Studying CMEs is one of the most important research goals for the Indian first solar observatory. One, because the ejections offer a chance to learn about the star at the centre of our planetary system, and two, since events occurring on the solar surface endanger systems on Earth and in space.

Aurora display
Northern lights illuminated the darkness across America in November

Impacts on Earth and Space Infrastructure

CMEs rarely pose a direct threat to people, yet they impact life on Earth by causing magnetic disturbances that impact the weather in Earth's vicinity, where about 11,000 satellites, including Indian satellites, are stationed.

"The most beautiful displays of a CME include northern lights, being direct evidence that solar particles from Sun are travelling toward our planet," the scientist clarifies.

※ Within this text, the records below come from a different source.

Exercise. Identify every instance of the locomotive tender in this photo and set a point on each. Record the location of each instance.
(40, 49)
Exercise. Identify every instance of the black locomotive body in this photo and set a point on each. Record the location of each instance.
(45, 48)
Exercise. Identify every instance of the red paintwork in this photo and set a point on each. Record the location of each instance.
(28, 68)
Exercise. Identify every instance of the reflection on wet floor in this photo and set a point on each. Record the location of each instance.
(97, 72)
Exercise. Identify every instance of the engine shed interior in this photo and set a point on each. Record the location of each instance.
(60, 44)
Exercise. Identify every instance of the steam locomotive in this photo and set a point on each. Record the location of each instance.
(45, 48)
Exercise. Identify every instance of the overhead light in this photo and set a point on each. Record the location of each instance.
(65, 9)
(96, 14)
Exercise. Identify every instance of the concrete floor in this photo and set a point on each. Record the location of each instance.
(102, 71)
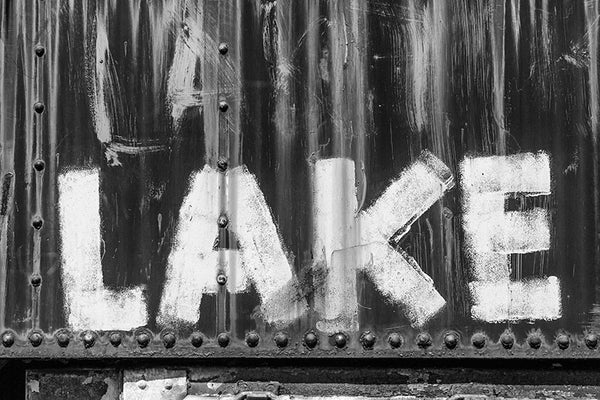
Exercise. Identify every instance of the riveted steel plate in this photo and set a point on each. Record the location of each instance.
(316, 179)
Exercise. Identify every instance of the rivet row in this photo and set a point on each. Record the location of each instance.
(423, 340)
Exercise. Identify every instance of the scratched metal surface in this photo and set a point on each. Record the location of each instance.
(375, 82)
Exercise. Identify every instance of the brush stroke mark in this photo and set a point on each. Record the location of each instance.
(183, 88)
(344, 244)
(88, 305)
(492, 234)
(193, 264)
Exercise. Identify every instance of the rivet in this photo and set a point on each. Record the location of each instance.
(563, 341)
(507, 340)
(39, 165)
(451, 340)
(186, 29)
(395, 340)
(8, 339)
(340, 340)
(222, 221)
(36, 339)
(223, 106)
(281, 339)
(223, 48)
(591, 340)
(115, 339)
(535, 341)
(143, 339)
(311, 340)
(62, 338)
(196, 339)
(423, 340)
(221, 279)
(39, 50)
(89, 338)
(222, 164)
(367, 339)
(478, 340)
(252, 339)
(37, 222)
(223, 339)
(36, 280)
(39, 107)
(169, 340)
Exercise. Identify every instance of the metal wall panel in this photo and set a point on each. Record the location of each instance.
(299, 178)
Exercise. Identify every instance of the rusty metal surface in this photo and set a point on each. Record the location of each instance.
(92, 385)
(157, 384)
(111, 112)
(303, 384)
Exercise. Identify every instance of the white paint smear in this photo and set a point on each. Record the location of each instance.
(103, 79)
(492, 234)
(182, 90)
(334, 212)
(193, 264)
(502, 301)
(264, 261)
(88, 305)
(362, 243)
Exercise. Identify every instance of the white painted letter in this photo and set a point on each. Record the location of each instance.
(193, 264)
(491, 235)
(345, 243)
(89, 305)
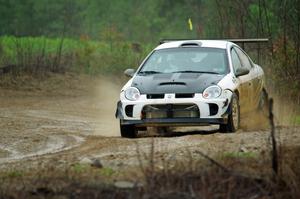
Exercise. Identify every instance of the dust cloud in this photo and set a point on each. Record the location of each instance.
(107, 91)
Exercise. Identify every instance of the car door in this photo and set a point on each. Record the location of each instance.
(244, 81)
(249, 78)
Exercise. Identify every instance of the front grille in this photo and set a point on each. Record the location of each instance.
(213, 109)
(170, 111)
(129, 110)
(155, 96)
(184, 95)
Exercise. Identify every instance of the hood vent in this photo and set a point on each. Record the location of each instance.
(172, 83)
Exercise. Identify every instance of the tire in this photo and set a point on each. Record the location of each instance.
(233, 123)
(128, 131)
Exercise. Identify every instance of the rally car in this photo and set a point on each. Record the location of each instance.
(191, 82)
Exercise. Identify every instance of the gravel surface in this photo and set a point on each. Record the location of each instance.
(69, 125)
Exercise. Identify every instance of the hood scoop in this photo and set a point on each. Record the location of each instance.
(172, 83)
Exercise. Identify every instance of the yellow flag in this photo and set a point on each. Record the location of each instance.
(190, 24)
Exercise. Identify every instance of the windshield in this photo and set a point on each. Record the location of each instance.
(186, 60)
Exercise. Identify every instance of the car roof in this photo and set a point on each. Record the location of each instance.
(222, 44)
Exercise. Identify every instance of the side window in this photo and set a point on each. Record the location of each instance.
(235, 60)
(244, 59)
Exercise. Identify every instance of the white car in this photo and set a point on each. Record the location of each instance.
(191, 82)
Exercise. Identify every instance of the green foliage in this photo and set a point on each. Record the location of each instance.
(38, 55)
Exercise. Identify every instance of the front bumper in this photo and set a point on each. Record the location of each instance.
(205, 116)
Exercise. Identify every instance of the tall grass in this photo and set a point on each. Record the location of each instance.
(39, 55)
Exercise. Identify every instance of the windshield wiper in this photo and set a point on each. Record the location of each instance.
(194, 71)
(149, 72)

"However, they may make all the electronics aboard spacecraft malfunction, disable electrical networks and affect meteorological and telecom spacecraft."

Historical Solar Events

  • The strongest solar storm in history occurred during the Carrington Event that disabled communication systems across the globe
  • In 1989, sections of Quebec's power grid failed, affecting millions in darkness for hours
  • During late 2015, solar storms disturbed flight operations, leading to disruption in Sweden and some other European air hubs
  • In February 2022, a CME had led to 38 commercial satellites being lost

With capability to observe events in the solar atmosphere and spot a solar storm or solar eruption in real time, measure its heat at the source and watch its trajectory, it can work as advanced warning to switch off power grids and satellites and move them out of harm's way.

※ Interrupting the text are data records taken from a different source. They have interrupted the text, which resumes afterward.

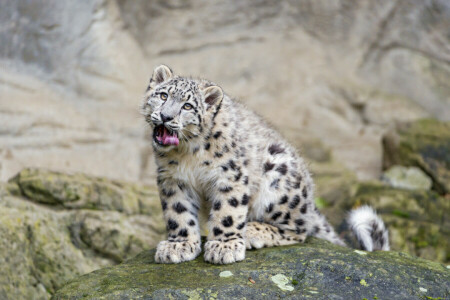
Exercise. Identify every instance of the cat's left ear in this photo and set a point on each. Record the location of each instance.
(161, 74)
(213, 95)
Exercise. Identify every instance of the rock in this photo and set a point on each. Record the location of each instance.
(313, 270)
(347, 71)
(56, 226)
(79, 191)
(411, 178)
(424, 144)
(417, 220)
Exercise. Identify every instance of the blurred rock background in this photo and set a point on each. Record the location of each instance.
(343, 80)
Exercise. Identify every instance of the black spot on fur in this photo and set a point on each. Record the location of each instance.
(172, 225)
(284, 200)
(233, 202)
(275, 149)
(282, 169)
(227, 221)
(183, 232)
(217, 205)
(268, 166)
(275, 183)
(316, 229)
(304, 208)
(276, 215)
(287, 216)
(217, 231)
(226, 189)
(295, 201)
(179, 208)
(240, 226)
(168, 192)
(300, 222)
(245, 199)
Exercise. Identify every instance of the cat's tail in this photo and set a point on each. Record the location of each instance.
(369, 229)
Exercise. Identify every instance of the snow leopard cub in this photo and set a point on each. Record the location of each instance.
(213, 152)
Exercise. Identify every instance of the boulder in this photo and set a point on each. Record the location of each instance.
(313, 270)
(54, 227)
(411, 178)
(424, 144)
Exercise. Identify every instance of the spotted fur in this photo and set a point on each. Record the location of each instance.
(254, 185)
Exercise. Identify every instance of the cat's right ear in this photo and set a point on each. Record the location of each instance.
(161, 74)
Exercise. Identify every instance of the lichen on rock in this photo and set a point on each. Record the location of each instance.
(320, 269)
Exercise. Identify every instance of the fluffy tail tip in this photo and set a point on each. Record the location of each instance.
(369, 229)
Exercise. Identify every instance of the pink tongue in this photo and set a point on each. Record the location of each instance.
(169, 139)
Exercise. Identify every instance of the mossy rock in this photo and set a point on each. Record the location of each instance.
(313, 270)
(424, 144)
(49, 236)
(417, 219)
(76, 191)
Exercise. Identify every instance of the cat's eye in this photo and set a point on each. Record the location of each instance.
(163, 96)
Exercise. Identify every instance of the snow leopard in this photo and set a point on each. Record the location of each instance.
(217, 158)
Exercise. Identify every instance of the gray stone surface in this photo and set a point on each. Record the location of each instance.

Solar corona during eclipse
The Sun's corona can be seen when the Moon blocks the Sun from Earth

The Mission's Unique Advantage

There are other space observatories watching the Sun, India's spacecraft has an advantage compared to rivals when it comes to studying the solar atmosphere.

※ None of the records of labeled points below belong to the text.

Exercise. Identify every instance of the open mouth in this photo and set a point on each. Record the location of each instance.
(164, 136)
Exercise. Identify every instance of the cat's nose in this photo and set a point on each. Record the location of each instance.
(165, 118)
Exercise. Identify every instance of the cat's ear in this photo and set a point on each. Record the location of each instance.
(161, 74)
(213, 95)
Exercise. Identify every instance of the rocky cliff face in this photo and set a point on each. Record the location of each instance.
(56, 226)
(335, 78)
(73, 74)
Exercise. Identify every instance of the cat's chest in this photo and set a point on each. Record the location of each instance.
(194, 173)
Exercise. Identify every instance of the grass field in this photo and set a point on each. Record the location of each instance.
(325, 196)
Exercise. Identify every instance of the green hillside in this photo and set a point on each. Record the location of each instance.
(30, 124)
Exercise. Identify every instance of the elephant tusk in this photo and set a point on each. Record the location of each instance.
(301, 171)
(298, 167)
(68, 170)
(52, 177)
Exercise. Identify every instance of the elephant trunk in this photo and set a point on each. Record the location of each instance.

"The instrument is the exact size enabling it to effectively simulate lunar coverage, completely blocking the solar disk and allowing it an uninterrupted view of almost all solar atmosphere 24 hours a day, throughout the year, even during solar events," says the expert.

Essentially, this instrument acts like an artificial Moon, blocking the solar glare to let researchers continuously observe its faint outer corona – a feat the real Moon does only during eclipses.

Moreover, this is the only mission that can study eruptions in visible light, letting it measure a CME's temperature and heat energy – key clues that show the intensity a CME would be when traveling toward Earth.

Preparation for Maximum Activity

In preparation for next year's solar maximum, scientists worked together to study the data gathered from a major solar eruption that Aditya-L1 has observed recently.

It originated in September 2024 during early hours. Its mass totaled billions of tons – for comparison that sank Titanic was 1.5 million tonnes.

At origin, its temperature was 1.8 million degrees Celsius and the energy content comparable to 2.2 million megatons of explosives – relative to nuclear weapons on Hiroshima and Nagasaki were much smaller in scale respectively.

Even though these figures make it sound massive, the expert classifies it as a "medium-sized" one.

The asteroid that eliminated prehistoric life on Earth was 100 million megatons and when solar peak occurs, there may be CMEs with energy content equal to greater levels.

"In my view the CME we analyzed happened when the Sun of typical solar activity. This establishes the benchmark for future comparison assessing what is in store during solar maximum occurs," he says.

"The insights from this will assist in developing protective measures to implement safeguarding satellites in near space. They will also help achieving deeper knowledge of our space environment," he adds.